Unexpectedly drawn away from London to a small Northamptonshire village, he investigates the strange case of a local constable shot with a bow and arrow in an allegedly spirit-infested wood. Here among the taciturn townsfolk, embroiled in a three-year-old mystery of a vanished young girl, Rutledge hopes to keep his own ghosts at bay.
But his stalker has followed him. And now the emotionally shattered policeman walking the razor’s edge of sanity must somehow keep his balance long enough to discover who is tracking him…and why.
9. A False Mirror
Hampton Regis, a small harbor town on the southern coast of England, is a most unlikely place for violence. Yet, one early spring morning in 1920, a man is found on the strand so severely beaten that he slips in and out of consciousness.
The prime suspect? His wife’s jilted lover, who served with Rutledge in the recently ended Great War — but who left the Front under a cloud. Badly wounded, yes, but did someone also cover up cowardice?
Now Rutledge must prove the innocence of a man he both dislikes and distrusts. But the deadly triangle also stirs up memories of the woman Rutledge himself loved and lost when he went to France to fight. His doubts about the accused and himself only deepen when the victim of the beating mysteriously disappears, with no body to be found.
As the brilliant yet tormented detective discovers that he’s not the only person seeing a reflection of tumultuous emotions in this case, he must confront the demons that threaten to overwhelm him and search out the truth. For in Hampton Regis hides a vicious killer who intends to let nothing — and no one — stand in the way.
10. A Pale Horse
In the ruins of Yorkshire’s Fountains Abbey lies the body of a man wrapped in a cloak, the face covered by a gas mask. Next to him is a book on alchemy, which belongs to the schoolmaster, a conscientious objector in the Great War. Who is this man, and is the investigation into his death being manipulated by a thirst for revenge?
Meanwhile, the British War Office is searching for a missing man of their own, someone whose war work was so secret that even Rutledge can’t know his real name or what he did.
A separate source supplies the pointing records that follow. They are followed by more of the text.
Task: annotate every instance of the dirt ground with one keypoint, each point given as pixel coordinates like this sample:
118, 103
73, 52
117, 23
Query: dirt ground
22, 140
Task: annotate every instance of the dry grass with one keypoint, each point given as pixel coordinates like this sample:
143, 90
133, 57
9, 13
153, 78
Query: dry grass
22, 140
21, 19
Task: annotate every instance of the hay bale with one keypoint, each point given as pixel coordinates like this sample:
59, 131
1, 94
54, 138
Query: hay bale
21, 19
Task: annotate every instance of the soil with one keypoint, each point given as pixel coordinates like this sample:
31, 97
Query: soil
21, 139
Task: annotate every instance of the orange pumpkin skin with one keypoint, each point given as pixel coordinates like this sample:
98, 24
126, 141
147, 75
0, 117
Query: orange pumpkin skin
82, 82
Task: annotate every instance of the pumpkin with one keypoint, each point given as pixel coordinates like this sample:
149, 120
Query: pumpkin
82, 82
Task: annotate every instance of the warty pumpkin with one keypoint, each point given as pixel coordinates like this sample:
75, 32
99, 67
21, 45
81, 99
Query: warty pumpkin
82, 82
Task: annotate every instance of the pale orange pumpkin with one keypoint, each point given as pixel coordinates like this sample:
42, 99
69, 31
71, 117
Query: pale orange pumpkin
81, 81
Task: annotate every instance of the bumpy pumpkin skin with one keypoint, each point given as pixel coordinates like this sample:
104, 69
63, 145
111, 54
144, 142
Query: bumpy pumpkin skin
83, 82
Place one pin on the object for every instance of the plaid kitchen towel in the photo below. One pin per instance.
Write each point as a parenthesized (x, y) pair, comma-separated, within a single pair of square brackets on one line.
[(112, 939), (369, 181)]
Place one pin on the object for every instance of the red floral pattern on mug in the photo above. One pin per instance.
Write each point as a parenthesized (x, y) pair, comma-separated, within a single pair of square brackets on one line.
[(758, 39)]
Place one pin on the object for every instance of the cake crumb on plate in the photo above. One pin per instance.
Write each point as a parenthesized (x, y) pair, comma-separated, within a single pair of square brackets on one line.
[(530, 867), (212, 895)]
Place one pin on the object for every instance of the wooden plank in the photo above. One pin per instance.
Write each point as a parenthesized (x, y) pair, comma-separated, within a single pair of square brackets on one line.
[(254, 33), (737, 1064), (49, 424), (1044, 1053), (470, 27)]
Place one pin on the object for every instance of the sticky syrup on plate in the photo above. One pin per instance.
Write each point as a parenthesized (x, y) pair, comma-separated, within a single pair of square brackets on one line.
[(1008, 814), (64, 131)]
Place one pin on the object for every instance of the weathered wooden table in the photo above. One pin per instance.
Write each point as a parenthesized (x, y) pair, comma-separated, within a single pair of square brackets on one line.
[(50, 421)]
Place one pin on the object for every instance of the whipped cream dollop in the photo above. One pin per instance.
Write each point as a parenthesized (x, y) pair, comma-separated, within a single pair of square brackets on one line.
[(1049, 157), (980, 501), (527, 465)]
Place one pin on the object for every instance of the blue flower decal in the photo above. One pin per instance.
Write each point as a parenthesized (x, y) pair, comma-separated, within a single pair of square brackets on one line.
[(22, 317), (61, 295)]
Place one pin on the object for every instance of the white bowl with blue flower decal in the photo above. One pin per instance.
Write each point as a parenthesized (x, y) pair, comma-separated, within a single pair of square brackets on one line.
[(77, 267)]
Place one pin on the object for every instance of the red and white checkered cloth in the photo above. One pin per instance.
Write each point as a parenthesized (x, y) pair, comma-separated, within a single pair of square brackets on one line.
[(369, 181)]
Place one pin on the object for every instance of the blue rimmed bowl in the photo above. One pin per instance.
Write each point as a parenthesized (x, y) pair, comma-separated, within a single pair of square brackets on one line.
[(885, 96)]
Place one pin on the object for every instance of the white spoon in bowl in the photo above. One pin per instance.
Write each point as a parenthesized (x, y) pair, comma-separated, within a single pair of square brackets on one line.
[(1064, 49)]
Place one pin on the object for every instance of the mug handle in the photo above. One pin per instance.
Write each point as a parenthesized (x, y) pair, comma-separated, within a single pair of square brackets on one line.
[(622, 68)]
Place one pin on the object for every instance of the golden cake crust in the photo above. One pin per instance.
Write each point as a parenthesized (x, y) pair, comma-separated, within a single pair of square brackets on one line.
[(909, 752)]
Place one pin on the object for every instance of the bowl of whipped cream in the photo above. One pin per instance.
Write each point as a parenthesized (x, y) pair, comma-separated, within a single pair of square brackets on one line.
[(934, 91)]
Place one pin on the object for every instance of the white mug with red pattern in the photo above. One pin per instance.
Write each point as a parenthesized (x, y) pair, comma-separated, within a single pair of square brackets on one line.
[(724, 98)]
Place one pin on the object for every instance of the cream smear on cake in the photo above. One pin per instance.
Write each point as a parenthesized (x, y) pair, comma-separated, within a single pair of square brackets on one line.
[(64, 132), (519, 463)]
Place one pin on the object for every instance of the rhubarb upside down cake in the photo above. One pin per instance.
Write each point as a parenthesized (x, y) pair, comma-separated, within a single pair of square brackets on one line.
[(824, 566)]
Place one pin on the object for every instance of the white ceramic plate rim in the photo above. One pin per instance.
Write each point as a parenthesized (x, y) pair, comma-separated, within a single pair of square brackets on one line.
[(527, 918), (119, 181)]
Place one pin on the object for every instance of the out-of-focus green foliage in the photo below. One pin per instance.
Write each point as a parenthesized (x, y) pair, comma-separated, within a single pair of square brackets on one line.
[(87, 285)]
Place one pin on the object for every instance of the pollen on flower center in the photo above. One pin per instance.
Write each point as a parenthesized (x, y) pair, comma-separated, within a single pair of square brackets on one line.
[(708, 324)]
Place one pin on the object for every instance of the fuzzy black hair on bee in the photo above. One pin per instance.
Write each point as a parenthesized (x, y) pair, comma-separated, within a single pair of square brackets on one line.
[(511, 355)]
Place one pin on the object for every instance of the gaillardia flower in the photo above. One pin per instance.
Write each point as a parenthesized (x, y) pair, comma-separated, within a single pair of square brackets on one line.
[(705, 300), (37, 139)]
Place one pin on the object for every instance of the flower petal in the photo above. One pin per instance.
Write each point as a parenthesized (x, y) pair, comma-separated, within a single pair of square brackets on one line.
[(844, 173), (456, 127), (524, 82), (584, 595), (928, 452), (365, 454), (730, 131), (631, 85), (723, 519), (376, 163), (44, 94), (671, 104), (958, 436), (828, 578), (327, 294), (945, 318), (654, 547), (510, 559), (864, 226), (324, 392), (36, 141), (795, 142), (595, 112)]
The search takes Rutledge to Berkshire, where cottages once built to house lepers stand in the shadow of a great white horse cut into the chalk hillside. The current inhabitants of the cottages are outcasts, too, hiding from their own pasts. But who among them is telling the truth about their neighbors and who is twisting it?
Here is a puzzle requiring all of Rutledge’s daring and skill, for there are layers of lies and deception, while a ruthless killer is determined to hold on to freedom at any cost. And the pale horse looming overhead serves as a reminder that death is never finished with anyone, most certainly not the men who fought in the trenches of France.
Final thoughts on the Charles Todd books in order
So there you have all the information you need to start reading the Charles Todd books in order. Their books are incredibly evocative and atmospheric, while offering a compelling depiction of the trauma so many soldiers faced following the First World War when the horrors followed them home.
Have you read either series, or a different book by Charles Todd? Did you enjoy reading the books in publication order? Let us know in the comments below.
One thought on “All 40+ Charles Todd Books in Order | Ian Rutledge, Bess Crawford”
I have read all Ian Rutledge series but last book I have purchased it but not started it yet. The setting in England fascinates me. And all the legwork Rutledge must do to get his answer is amazing.
These books transport me back to the early 1900s where there was no tv, no cell phones, no social media, no modern conveniences as we have today.
It gives my mind a rest from what clutters my daily thoughts and activities. It was a simple life.
I have been a reader my whole life. Love your site!!